Gallery: Building A National Network Has Always Been A Slow Process

One of the biggest arguments surrounding the National Broadband Network (NBN) is over how quickly it can be deployed. A reunion taking place today of workers who built the first cable connection between Sydney and Melbourne reminds us that the process has never been speedy: that single project took five years to complete. Plus: vintage photo gallery of network construction 50 years ago.

Pictures: Telstra

Telstra today is hosting a 50-year reunion for seventy workers who helped lay the first coaxial cable between Sydney, Canberra and Melbourne. That cable enabled simultaneous TV broadcasts between the three cities, as well as direct (rather than operator-connected) phone calls.

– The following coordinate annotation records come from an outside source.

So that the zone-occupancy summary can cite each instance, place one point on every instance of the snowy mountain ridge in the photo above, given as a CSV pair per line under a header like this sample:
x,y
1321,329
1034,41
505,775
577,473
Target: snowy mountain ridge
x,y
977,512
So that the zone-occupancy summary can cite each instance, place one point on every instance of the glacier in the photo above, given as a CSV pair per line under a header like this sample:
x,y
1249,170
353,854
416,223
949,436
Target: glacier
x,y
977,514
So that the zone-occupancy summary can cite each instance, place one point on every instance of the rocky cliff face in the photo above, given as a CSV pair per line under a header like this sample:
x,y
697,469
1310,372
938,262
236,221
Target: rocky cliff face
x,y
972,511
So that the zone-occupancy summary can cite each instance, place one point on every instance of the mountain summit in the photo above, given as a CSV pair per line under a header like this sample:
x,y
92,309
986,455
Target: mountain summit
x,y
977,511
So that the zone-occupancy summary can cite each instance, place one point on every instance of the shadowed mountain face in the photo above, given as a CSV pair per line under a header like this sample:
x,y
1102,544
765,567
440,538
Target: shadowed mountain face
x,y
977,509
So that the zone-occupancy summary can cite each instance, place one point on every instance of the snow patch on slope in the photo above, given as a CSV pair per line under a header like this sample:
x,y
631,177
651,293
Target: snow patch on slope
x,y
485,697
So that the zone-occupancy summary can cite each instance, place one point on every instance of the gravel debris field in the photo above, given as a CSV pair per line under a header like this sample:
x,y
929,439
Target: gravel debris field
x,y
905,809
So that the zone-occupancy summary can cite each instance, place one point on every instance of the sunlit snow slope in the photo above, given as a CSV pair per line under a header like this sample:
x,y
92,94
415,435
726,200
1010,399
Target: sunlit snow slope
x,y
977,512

Total planning for the project took five years, with cable construction in Germany taking over two years, while deployment ran from 1960 to 1962. 15,000 tonnes of cable were used across 960 kilometres. As Telstra’s announcement release explains:

The cable took five years to build with the teams laying the cable two to four feet (60cm-1.2m) below the earth’s surface, averaging five miles (8km a day). Two thousand plans were drafted by hand, 15,000 tonnes of equipment were hauled across the length of the route, with 3000 coaxial joints and 103 minor repeater stations built.

Both technology and rollout methodologies have improved since that time (the coaxial cable itself has since been replaced with fibre), and there’s a big difference in scope between that three-city connection and a network designed to potentially connect every building in Australia. Nonetheless, it’s a reminder that the Coalition pledge to ensure improved connections by 2016 is an ambitious one that can’t be realised without using lots of existing infrastructure. Given that effectively all bets are off until the NBN strategic review takes place, timing is really unpredictable at this point.

The other thing the gallery of photos below reminds us of? While we argue over download speeds and appropriate connection technologies, at some point it all boils down to ditch-digging.